As a central element of CPJ’s strategic plan for 2021-2023, the RSU will build a research agenda and focus on four thematic areas in order to ensure appropriate and empirically informed responses by policymakers, donors and the humanitarian community that meet the needs of refugees and those living in fragile settings.
Thematic areas
01. PARTICIPATORY ACTION RESEARCH
CPJ recognizes that in-depth understanding of refugee issues in Bangladesh is generated vis-a-vis an ongoing process of engagement with camp residents themselves. Since 2018, CPJ has led initiatives that improve civic participation, community learning, and refugees’ ability to voice their own needs. Through a process-oriented approach that emphasizes qualitative insight, CPJ stands behind its teams of camp-based refugee outreach volunteers, who consult with other community members to understand their evolving views, concerns, needs and requests. These are in turn amplified amongst policy and decision-makers.

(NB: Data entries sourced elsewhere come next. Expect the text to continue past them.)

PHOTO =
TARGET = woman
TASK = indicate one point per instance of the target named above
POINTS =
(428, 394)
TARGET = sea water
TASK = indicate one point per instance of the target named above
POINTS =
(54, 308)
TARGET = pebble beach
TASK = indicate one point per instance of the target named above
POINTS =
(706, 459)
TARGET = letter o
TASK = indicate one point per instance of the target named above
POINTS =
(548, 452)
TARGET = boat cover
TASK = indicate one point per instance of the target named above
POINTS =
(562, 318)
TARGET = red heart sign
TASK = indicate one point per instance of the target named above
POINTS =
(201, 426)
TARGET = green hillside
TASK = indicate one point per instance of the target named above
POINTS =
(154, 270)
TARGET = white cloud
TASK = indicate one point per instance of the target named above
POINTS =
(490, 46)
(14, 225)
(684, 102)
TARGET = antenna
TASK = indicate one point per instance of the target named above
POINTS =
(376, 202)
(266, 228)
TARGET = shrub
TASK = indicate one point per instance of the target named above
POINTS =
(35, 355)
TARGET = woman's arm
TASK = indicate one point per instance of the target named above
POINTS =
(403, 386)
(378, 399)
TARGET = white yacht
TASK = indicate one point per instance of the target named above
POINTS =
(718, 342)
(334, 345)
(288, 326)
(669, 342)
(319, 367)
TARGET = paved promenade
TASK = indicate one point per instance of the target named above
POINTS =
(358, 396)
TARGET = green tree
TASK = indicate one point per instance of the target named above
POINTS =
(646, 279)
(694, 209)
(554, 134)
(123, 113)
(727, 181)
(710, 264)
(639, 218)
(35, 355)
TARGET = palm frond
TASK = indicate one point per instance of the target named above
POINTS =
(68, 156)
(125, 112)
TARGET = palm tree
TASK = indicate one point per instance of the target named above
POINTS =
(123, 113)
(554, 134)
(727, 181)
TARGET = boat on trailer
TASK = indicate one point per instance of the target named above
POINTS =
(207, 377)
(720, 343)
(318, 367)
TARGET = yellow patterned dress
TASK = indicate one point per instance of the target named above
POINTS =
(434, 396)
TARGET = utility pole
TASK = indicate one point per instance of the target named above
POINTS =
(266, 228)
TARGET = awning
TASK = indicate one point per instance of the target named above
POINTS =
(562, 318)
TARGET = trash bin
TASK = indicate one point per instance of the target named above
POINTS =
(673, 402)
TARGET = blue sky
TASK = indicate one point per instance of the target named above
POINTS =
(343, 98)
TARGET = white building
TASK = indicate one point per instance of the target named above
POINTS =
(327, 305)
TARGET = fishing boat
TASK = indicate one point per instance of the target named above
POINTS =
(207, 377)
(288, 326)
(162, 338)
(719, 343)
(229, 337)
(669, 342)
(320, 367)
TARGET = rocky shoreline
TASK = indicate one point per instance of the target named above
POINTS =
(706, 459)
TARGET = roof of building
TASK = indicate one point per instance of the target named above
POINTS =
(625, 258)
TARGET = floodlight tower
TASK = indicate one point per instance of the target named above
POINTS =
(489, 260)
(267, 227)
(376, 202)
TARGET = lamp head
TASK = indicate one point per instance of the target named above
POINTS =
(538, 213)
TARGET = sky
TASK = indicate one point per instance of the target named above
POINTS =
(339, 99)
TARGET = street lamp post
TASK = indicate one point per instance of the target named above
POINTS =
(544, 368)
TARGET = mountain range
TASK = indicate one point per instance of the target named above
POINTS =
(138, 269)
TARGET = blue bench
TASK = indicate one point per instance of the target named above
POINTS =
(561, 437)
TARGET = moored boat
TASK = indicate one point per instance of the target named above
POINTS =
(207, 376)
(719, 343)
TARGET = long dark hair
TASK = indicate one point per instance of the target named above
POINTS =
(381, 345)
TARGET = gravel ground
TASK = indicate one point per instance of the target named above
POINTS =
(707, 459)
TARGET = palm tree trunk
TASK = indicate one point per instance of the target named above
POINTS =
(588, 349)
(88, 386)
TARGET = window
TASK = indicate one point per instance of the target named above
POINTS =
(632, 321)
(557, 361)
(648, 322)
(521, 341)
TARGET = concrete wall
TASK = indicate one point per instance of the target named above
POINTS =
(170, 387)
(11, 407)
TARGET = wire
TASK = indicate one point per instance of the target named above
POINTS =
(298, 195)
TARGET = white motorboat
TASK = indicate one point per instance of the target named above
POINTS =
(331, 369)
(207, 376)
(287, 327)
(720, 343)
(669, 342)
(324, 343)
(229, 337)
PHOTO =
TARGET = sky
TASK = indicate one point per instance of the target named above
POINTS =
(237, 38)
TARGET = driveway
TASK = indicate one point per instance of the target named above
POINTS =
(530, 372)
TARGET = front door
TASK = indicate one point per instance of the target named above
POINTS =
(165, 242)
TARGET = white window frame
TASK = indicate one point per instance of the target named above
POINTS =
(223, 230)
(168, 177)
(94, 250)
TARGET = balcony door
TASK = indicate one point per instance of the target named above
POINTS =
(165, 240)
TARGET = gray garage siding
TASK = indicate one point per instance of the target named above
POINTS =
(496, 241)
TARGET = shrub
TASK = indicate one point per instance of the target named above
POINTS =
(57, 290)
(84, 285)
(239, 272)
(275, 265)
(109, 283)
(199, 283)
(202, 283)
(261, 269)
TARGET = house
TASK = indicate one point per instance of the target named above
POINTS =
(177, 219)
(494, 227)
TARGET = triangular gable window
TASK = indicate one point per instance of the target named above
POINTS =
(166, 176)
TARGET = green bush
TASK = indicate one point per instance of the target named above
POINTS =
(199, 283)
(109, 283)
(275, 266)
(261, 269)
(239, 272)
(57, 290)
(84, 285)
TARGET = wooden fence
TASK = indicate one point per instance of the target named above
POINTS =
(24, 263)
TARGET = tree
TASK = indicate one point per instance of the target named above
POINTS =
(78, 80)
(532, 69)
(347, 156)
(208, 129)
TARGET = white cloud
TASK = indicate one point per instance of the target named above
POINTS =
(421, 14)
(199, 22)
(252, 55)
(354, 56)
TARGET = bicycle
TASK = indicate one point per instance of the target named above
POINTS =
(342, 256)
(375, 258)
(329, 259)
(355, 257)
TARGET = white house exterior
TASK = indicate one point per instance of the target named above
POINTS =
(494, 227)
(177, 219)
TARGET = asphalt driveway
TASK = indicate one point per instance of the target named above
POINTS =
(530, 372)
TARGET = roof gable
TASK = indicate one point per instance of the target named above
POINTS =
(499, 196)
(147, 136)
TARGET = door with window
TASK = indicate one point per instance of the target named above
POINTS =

2. CONTEXT & SITUATION ANALYSIS
CPJ supports the efforts of humanitarian and policy actors to understand shifting humanitarian concerns, conflict dynamics, social tensions and fragility. By producing in-depth analyses based on qualitative and quantitative research, CPJ enriches responsible actors’ understanding of ever-shifting crisis dynamics and root causes, guiding them to work with greater sensitivity and responsiveness amongst crisis-affected populations.
3. RESEARCH & KNOWLEDGE REPOSITORY
In addition to supporting the analytical needs of key actors, CPJ carries out its own research agenda as an independent, non-implementing partner positioned to critically examine refugee issues. This independence enables CPJ to consider policy issues in a focused manner that transcends the mandates of humanitarian funders and other stakeholders. The RSU also functions as a knowledge repository mandated to catalogue and help disseminate related publications by other institutions, with a focus on social and applied research.
4. HIGHER LEARNING IN FRAGILE SETTINGS
Refugees and IDPs have a right to education, which can be a powerful tool for introducing tolerance, peace and conflict resolution. Global research shows that in a forced migration setting, higher education may constitute a psychosocial intervention as much as an educational program. As an academic institution, CPJ is positioned to break new ground and pave educational pathways for refugee and host community learners, and piloted higher learning initiatives in Cox’s Bazar in 2019 and 2020. CPJ and its partner institutions within Brac University advocate for higher education approaches such as distance and blended learning and ongoing internationalization of the university to bolster the inclusion of stateless and refugee learners. CPJ is currently conducting a feasibility study on the provision of higher education and blended learning to Rohingya refugees in Cox’s Bazar, and identify pathways and options for Brac University to provide these opportunities.